Il a écrit que cela constituait une « perte sérieuse » pour les jeunes de ce pays, qui votent régulièrement contre leur propre intérêt.

Dans un autre billet datant de janvier 2014, le leader intérimaire a offert des recommandations spécifiques sur la façon de faire connaître davantage le COJEP auprès des jeunes. [Dans une interview accordée à Radio Canada plus tôt cette semaine], M. Zeliarou a déclaré avoir été déçu par l’apparition de seulement une trentaine de membres lors d’une réunion convoquée pour discuter des élections aux postes de direction régionaux au sein du COJEP.

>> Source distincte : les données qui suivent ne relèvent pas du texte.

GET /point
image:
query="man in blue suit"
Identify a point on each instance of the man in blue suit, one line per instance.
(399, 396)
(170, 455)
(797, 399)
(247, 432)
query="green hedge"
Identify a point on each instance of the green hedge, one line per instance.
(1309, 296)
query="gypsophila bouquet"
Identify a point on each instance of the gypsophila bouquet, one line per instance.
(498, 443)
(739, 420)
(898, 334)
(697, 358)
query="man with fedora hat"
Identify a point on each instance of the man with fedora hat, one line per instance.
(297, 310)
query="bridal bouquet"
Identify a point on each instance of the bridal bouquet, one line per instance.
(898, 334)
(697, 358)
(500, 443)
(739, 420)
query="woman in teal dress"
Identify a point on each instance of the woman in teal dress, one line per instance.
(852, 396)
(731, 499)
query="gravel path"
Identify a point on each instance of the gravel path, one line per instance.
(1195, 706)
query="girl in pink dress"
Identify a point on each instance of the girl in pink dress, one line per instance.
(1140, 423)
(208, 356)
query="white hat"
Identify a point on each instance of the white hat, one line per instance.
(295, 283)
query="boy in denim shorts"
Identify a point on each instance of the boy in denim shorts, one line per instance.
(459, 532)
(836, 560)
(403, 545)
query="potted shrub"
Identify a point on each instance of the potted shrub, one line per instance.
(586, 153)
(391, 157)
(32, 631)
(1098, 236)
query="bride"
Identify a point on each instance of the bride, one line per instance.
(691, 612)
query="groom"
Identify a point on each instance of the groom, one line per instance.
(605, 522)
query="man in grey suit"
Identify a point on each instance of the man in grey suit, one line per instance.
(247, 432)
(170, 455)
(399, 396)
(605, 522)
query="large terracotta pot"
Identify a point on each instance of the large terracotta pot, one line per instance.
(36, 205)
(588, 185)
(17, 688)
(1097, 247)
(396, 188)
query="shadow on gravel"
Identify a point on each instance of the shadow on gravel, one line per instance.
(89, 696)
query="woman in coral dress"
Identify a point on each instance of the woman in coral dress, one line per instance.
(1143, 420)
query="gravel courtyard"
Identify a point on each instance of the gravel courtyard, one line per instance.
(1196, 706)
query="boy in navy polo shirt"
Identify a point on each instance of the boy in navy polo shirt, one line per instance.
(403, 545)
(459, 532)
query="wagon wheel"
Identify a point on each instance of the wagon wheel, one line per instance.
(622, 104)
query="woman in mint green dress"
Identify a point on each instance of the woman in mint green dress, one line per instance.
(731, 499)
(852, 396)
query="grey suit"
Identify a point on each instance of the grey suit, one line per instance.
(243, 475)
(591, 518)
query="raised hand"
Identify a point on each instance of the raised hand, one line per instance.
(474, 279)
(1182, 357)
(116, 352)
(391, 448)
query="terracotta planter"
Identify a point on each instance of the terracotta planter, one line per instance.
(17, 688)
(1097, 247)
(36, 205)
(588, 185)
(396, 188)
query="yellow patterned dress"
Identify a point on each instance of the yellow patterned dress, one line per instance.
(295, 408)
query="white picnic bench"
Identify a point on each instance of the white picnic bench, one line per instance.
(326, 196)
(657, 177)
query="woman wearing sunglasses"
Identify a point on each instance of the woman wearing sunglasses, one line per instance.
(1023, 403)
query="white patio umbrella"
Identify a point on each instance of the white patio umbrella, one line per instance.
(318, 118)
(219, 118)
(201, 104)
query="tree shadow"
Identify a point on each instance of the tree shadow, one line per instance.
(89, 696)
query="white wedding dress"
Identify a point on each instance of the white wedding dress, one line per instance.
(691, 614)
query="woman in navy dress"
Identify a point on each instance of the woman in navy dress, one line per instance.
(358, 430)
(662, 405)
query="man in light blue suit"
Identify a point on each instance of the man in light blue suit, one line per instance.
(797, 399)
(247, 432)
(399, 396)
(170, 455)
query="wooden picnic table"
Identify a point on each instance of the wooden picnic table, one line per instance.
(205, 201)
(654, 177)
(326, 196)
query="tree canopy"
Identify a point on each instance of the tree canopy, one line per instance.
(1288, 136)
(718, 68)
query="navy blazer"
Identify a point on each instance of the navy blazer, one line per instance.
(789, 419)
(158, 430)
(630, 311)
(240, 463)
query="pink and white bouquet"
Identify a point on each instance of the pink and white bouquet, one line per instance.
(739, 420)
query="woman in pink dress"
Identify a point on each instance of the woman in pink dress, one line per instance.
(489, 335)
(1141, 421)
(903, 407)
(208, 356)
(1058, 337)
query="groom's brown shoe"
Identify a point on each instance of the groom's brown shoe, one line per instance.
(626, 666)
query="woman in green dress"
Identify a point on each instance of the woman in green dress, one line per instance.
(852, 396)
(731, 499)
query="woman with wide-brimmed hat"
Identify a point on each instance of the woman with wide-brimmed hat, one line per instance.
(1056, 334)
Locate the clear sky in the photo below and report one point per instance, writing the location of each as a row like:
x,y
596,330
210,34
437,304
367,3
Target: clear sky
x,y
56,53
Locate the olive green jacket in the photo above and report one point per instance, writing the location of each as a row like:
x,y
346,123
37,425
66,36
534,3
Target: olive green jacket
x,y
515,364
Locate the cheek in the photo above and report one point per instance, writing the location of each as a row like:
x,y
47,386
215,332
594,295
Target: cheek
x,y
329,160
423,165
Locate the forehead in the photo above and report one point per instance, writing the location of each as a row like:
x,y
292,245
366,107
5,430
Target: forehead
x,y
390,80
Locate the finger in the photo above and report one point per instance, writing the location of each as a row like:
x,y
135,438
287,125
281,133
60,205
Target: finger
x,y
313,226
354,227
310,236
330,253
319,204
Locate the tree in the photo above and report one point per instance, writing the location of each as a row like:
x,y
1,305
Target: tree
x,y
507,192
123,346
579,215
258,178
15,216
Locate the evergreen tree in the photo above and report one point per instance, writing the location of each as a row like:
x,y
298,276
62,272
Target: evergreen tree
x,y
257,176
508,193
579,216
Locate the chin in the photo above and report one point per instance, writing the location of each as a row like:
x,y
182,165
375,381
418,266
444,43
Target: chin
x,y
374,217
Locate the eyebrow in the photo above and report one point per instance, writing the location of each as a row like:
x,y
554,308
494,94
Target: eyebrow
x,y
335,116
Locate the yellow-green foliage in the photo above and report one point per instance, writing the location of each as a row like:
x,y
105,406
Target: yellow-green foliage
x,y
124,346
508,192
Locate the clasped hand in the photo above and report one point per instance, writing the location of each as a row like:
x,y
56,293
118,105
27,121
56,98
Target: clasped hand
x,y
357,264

« Je suis inquiet parce que nous ne dans le Goh, nous ne sommes plus à Montréal ou à Sherbrooke », a-t-il déclaré. Selon lui, s’il n’y a plus de militants dans le Goh, le COJEP perd sa légitimité à représenter les jeunes.

« Il faut sortir de sa zone de confort et aller là où sont les jeunes » Zeliarou a annoncé qu’il resterait président jusqu’à la réunion de l’assemblée générale de l’organisation en mai.

Un autre candidat à la présidence a déclaré son intention de se présenter : Steven Middlemiss, un ancien leader étudiant du Cégep de Granby. Middlemiss a été président d’IGEPSUM durant l’année académique 2013-2014.